I think this explains why DRA has seemingly struggled to catch on. (I say “seemingly” because this is based on my own subjective observations only, which are certainly colored heavily by my own aversion to the metric.) DRA isn’t a common feature in articles or conversations around the water cooler because it ends discussions rather than furthering them. When we’re talking about Jake Arrieta and his rough start to 2017, we know that ERA, FIP, and whatever other measures of performance and talent we’re using are imperfect, which means it can be debated and challenged. When you bring up his horrible 5.44 ERA, I can respond to that with his .355 BABIP, and you can respond to that with his 40.2 percent ground ball rate. Metrics that you can take apart and challenge encourage conversation; a perfect-but-hidden metric does not. If, like me, you enjoy baseball analysis precisely because of those conversations, then DRA is probably unsatisfying to you as well.

That’s a result of both DRA’s complexity and its apparent near-perfection. It’s very hard to continue a conversation after you’ve introduced a metric that I can’t challenge, because I can’t see how it’s calculated, but that I’m told is extremely accurate. When you tell me Jake Arrieta’s DRA is 4.21, I can’t talk about how I think it’s overvaluing his strikeouts, or undervaluing his bad luck on fly balls, because I don’t know how it values any of the things he’s doing. I can either ignore his DRA, or stop the conversation.

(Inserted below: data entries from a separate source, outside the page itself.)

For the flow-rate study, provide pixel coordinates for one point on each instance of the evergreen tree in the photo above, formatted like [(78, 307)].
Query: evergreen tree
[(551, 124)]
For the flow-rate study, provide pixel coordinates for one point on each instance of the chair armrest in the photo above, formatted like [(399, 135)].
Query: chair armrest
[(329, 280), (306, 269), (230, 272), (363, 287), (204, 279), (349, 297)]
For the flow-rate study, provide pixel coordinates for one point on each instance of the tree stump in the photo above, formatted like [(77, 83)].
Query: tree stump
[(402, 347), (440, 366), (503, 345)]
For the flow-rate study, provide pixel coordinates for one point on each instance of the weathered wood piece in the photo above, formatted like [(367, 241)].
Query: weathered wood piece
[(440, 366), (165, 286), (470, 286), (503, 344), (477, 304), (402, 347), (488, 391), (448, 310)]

When those are the sole options that a metric gives you, that’s not a metric for me. I don’t mean to cast any sort of aspersions on the creators of DRA, or even the stat itself; I have no doubts that it is truly as accurate as the BP folks have shown it to be, nor do I doubt their intelligence and rigor in the creation of it.

But when people have expressed their dissatisfaction with DRA in the past, the response has often been to point to its accuracy as a way of justifying the complexity and “black box” calculation. What I hope I’ve done in this piece is show that such a response is talking past the critics. Accuracy is not the end-all, be-all, or at least not for everyone. DRA will have to promote conversations to really catch on; right now, all it does is end them, and that makes it uninteresting to me.